I’ve been trying very unsuccessfully to run a large dataset, just under 4300 images since July 5th. The dataset is from half a section, 320 acres of dryland wheat.

I’m throwing it at my beefiest system:
Processor: Intel® Xeon® CPU E5-2630 v2 @ 2.60GHz, 24 cores
Memory 190 GB
Hard drive space: 7.7 TB available.

I’ve tried everything I can to baby this dataset along. I’m not sure what else to try.

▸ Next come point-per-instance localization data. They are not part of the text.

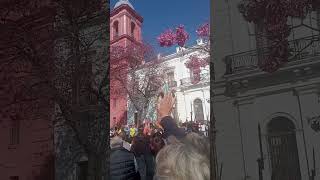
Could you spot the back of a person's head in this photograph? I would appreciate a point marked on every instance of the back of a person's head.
(116, 142)
(200, 143)
(181, 161)
(156, 143)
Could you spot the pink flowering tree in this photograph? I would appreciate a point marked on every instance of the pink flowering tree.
(135, 73)
(180, 37)
(273, 15)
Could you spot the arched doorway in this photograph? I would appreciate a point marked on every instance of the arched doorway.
(198, 110)
(283, 151)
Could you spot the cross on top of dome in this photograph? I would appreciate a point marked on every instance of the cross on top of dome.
(121, 2)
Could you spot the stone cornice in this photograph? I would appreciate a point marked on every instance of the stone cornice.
(129, 9)
(244, 100)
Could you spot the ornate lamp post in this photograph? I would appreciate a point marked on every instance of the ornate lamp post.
(136, 118)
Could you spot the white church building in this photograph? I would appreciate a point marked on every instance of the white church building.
(192, 99)
(264, 117)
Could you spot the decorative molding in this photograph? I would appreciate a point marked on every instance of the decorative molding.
(304, 90)
(244, 100)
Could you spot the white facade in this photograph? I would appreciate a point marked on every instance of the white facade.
(246, 97)
(179, 79)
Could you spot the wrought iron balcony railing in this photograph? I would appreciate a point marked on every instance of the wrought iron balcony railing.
(205, 77)
(172, 84)
(299, 49)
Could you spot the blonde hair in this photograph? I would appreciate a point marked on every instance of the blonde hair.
(182, 161)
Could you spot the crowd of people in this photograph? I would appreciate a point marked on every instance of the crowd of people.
(160, 151)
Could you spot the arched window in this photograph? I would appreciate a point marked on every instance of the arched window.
(133, 26)
(283, 151)
(198, 110)
(116, 29)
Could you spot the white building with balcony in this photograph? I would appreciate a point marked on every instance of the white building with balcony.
(280, 103)
(193, 99)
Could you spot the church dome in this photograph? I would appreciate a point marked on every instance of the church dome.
(121, 2)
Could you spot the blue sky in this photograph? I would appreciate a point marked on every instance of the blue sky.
(160, 15)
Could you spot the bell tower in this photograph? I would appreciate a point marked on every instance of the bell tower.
(125, 27)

Processing Options: rerun-from: dataset, split-multitracks: true, orthophoto-resolution: 0.5, dtm: true, dem-resolution: 3, ignore-gsd: true, split-overlap: 150, split: 500, fast-orthophoto: true, crop: 3, max-concurrency: 10, camera-lens: brown, skip-3dmodel: true, verbose: true, use-hybrid-bundle-adjustment: true

2020-08-23 12:29:34,839 INFO: Shots and/or GCPs are well-conditionned. Using naive 3D-3D alignment.
2020-08-23 12:30:57,610 INFO: Shots and/or GCPs are well-conditionned. Using naive 3D-3D alignment.
2020-08-23 12:36:17,522 DEBUG: Ceres Solver Report: Iterations: 14, Initial cost: 1.336149e+04, Final cost: 1.299608e+04, Termination: CONVERGENCE
2020-08-23 12:37:06,812 INFO: Removed outliers: 3992
2020-08-23 12:37:24,279 INFO: {‘average_track_length’: 3.173559360817665, ‘points_count’: 1311050, ‘observations_count’: 4160695, ‘cameras_count’: 799, ‘average_track_length_notwo’: 4.864367495113097}
2020-08-23 12:37:24,286 INFO: Reconstruction 0: 799 images, 1311050 points
2020-08-23 12:37:24,286 INFO: 1 partial reconstructions in total.
[INFO] Reconstructing /var/www/data/c54f272c-9432-4644-bf3a-d879d4171f9b/submodels/submodel_0006/opensfm
[INFO] running /usr/bin/env python2 /code/SuperBuild/src/opensfm/bin/opensfm create_tracks “/var/www/data/c54f272c-9432-4644-bf3a-d879d4171f9b/submodels/submodel_0006/opensfm”
2020-08-23 12:39:56,802 INFO: reading features
2020-08-23 12:41:12,914 DEBUG: Merging features onto tracks
2020-08-23 12:42:55,278 DEBUG: Good tracks: 1906415

It always starts off strong, but then it stalls and hangs up. As you can see, the process had last updated 5 days ago, before I terminated it a few minutes ago.

I’d love to see this dataset process, and I’m open to suggestions of what else to try.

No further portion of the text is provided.